Comparaison des périodiques dépouillés
Quels sont les périodiques actuellement indexés par ces divers répertoires ? Si on considère l'ensemble des revues dépouillées, on parvient à un total de 672 titres (état fin 1992). Parmi ceux-ci figurent 82 revues régionales qui sont l'exclusivité de Périoscope, au fonctionnement décentralisé.
Restent 590 revues de domaines apparemment extrêmement variés. En fait l'analyse révèle que certains sujets sont plus représentés que d'autres et que certains autres sont presque absents. La première évidence est l'abondance des revues pédagogiques (Périoscope et Mémofiches sont constitués dans des centres de documentation pédagogique). Pour la même raison mais aussi en réponse aux besoins des bibliothèques de lecture publique souvent très sollicitées par un jeune public scolarisé, ces listes contiennent une proportion importante de revues destinées à un public d'adolescents et de lycéens (ainsi Phosphore est indexé dans 5 cas sur 6, Textes et documents pour la classe, BT Bibliothèque de travail dans 4 cas, Okapi dans 3 cas).
Les revues de vulgarisation scientifique occupent aussi une grande place (La Recherche est le seul titre indexé dans tous les répertoires). Les revues d'actualité politique et économique sont également nombreuses. Certains domaines sont bien représentés, parfois avec des titres différents. Cependant les quotidiens et les hebdomadaires d'actualité, dont le dépouillement représente un travail très lourd et parfois décevant (tous les articles de ces journaux n'ont pas vocation à la pérennité et le risque de redondance est important) sont faiblement couverts. Pour la même raison sans doute (caractère éphémère de la plupart des articles), les revues de sport sont pratiquement absentes des sélections.
En revanche pas d'explication à la quasi-absence de revues musicales (Le Monde de la Musique, Rock and folk n'apparaissent que 2 fois ; beaucoup d'autres titres sont absents, tel les Inrockuptibles) alors que les questions sur ce sujet (biographies de musiciens contemporains ou morts, documentation sur des instruments de musique, des œuvres musicales) sont fréquentes en bibliothèque de lecture publique et qu'il est souvent malaisé de trouver l'information requise. Comment également expliquer la quasi-absence de revues d'architecture ? Pour avoir accès à l'ensemble des références concernant la presse, il est nécessaire de faire appel à plusieurs outils, car beaucoup de revues ne sont analysées que par un seul répertoire.

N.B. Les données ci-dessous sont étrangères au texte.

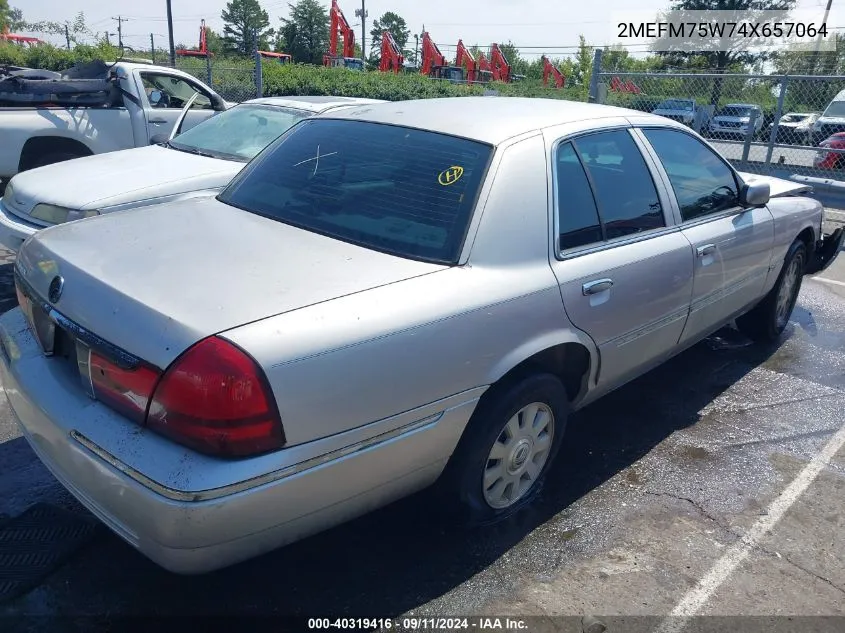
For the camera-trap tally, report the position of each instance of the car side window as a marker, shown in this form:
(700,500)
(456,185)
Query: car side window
(173,92)
(578,217)
(702,182)
(625,194)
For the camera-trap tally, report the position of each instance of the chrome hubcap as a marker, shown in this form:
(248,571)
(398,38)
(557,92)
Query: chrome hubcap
(518,455)
(786,294)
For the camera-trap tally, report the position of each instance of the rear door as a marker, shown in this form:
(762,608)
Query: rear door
(732,244)
(625,272)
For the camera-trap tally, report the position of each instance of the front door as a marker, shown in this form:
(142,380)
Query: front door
(165,97)
(625,274)
(731,244)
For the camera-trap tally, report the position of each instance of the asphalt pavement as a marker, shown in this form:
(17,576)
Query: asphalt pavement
(714,485)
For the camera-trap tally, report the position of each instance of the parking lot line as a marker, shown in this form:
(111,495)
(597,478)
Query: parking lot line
(828,281)
(698,596)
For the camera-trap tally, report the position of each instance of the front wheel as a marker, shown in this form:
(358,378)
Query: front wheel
(769,318)
(507,448)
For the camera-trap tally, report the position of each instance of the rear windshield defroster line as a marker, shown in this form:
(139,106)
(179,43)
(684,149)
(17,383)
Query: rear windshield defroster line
(394,189)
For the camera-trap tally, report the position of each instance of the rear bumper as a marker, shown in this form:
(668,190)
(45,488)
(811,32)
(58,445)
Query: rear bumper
(826,251)
(13,230)
(175,516)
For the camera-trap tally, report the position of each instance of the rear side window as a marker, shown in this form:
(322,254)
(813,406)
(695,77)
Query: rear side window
(627,199)
(578,217)
(394,189)
(702,182)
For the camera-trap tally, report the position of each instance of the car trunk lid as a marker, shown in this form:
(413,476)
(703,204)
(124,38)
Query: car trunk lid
(155,281)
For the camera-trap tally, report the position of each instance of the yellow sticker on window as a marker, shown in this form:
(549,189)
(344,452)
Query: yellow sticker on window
(450,176)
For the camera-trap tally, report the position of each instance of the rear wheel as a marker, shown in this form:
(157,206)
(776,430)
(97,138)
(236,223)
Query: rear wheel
(507,448)
(769,318)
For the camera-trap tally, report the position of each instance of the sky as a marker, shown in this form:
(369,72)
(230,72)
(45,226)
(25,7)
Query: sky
(534,26)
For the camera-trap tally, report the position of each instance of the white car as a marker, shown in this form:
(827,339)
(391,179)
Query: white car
(734,120)
(199,162)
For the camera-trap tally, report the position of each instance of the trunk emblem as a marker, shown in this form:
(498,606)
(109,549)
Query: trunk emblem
(54,293)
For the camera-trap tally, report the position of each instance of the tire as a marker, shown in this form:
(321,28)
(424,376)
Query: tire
(769,318)
(52,157)
(462,486)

Science Culture se démarque des autres répertoires par ses ambitions élevées, puisque le but est de dépouiller environ 800 revues du monde entier et en plusieurs langues, et surtout de niveau scientifique plus pointu. CD-Actualité, avec 450 revues choisies pour recouvrir le fonds de périodiques de la Bibliothèque publique d'information du Centre Georges Pompidou et les revues le plus souvent signalées au Catalogue collectif national des publications en série (CCN), cherche à satisfaire le plus grand nombre de bibliothèques. On peut seulement s'étonner de l'absence de quelques revues sans doute plus présentes dans les bibliothèques de lecture publique que ne le laisse voir le CCN, comme Cinéma, Croissance des jeunes nations, La Documentation photographique, Dossier familial, Le Français dans le monde, Gavroche, Groupe familial, Le Journal des enfants, Pourquoi, Trente jours d'Europe, ainsi que des revues destinées aux jeunes comme Okapi et Science et Vie junior. Mais, globalement c'est certainement la liste susceptible de coïncider le plus avec un fonds de périodiques d'une bibliothèque municipale.

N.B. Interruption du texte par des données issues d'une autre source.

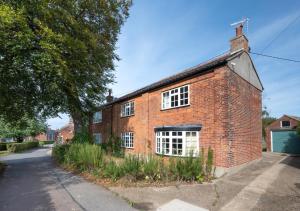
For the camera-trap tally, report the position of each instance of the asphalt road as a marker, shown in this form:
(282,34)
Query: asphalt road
(32,182)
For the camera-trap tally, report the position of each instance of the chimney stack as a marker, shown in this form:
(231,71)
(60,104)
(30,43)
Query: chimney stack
(109,98)
(240,41)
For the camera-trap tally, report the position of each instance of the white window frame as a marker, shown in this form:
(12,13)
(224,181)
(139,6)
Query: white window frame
(285,121)
(127,139)
(99,120)
(100,138)
(166,102)
(127,109)
(162,136)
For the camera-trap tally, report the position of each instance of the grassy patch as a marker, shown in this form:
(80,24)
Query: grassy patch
(42,143)
(92,159)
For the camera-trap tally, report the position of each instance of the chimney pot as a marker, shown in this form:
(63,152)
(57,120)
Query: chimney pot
(239,30)
(109,98)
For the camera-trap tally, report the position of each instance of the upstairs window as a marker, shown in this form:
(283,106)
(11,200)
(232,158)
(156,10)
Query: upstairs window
(175,97)
(127,109)
(127,139)
(97,117)
(285,124)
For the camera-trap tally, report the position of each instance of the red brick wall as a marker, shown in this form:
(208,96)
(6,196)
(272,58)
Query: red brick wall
(41,137)
(227,107)
(276,126)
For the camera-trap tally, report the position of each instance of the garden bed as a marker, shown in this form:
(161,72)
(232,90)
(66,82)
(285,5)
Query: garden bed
(95,164)
(19,147)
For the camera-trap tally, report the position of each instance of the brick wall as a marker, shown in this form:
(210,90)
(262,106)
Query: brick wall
(227,107)
(276,126)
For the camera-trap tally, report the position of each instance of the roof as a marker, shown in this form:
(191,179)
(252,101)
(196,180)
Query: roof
(294,117)
(198,69)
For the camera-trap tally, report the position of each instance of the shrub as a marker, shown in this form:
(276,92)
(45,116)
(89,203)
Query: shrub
(3,146)
(42,143)
(132,166)
(84,156)
(153,168)
(209,163)
(112,170)
(59,151)
(2,167)
(113,146)
(19,147)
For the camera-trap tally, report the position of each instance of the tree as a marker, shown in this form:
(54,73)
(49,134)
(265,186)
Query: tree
(22,128)
(57,56)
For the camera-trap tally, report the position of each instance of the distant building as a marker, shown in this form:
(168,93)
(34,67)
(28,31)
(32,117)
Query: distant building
(50,135)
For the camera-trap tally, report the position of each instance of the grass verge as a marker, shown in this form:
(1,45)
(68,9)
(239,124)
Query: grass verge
(95,164)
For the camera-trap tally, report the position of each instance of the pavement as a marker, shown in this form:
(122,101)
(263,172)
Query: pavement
(272,183)
(32,182)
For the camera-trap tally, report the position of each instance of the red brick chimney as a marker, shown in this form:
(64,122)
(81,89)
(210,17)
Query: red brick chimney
(109,98)
(240,41)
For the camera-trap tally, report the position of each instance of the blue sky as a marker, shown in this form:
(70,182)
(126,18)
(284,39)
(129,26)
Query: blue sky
(161,38)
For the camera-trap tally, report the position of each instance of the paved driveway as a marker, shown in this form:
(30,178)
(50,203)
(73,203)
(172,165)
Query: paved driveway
(32,182)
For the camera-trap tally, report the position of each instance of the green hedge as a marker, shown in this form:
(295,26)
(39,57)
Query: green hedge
(19,147)
(3,146)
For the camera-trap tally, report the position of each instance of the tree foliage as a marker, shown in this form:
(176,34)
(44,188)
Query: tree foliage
(22,128)
(57,55)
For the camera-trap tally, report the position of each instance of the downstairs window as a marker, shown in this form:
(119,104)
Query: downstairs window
(177,143)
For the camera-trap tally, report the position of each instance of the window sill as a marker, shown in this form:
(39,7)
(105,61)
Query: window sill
(97,122)
(128,147)
(166,109)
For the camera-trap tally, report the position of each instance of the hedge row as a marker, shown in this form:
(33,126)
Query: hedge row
(19,147)
(42,143)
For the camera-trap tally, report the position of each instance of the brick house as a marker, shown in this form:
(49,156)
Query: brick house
(281,135)
(215,104)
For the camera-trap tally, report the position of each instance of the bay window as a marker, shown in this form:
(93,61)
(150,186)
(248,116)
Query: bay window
(177,143)
(127,139)
(97,117)
(175,97)
(127,109)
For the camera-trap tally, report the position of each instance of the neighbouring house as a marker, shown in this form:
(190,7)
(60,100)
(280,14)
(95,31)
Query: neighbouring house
(281,135)
(66,133)
(215,104)
(49,135)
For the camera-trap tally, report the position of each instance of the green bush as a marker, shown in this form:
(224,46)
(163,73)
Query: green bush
(3,146)
(42,143)
(132,166)
(153,168)
(2,167)
(59,151)
(19,147)
(112,170)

Les index de périodiques disponibles sur minitel
En marge de ces répertoires destinés à une utilisation locale, on commence à trouver des services sur le réseau vidéotex. Même s'il est vraisemblable que le service 36 15 Match, qui offre les sommaires de Paris-Match sur 2 ans, n'apparaisse pas comme capital à la plupart des bibliothécaires, il indique la direction prise par les éditeurs de revues : proposer un produit d'appel reflétant les parutions de leur titre principal. C'est le cas par exemple pour 36 15 Archimède, qui offre un index de la revue Pour la science, associant à chaque recherche documentaire la possibilité de commander les numéros correspondants.
36 16 Archiv offre un service similaire pour la revue Historia. Trois revues offrent aussi le texte intégral des articles : il s'agit de Soft et Micro (36 17 SEM2), Science et Vie économie (36 17 SVE2) et Science et Vie micro (36 17 SVM2). On peut cependant se demander si le média vidéotex est le plus adapté à la lecture suivie d'un article.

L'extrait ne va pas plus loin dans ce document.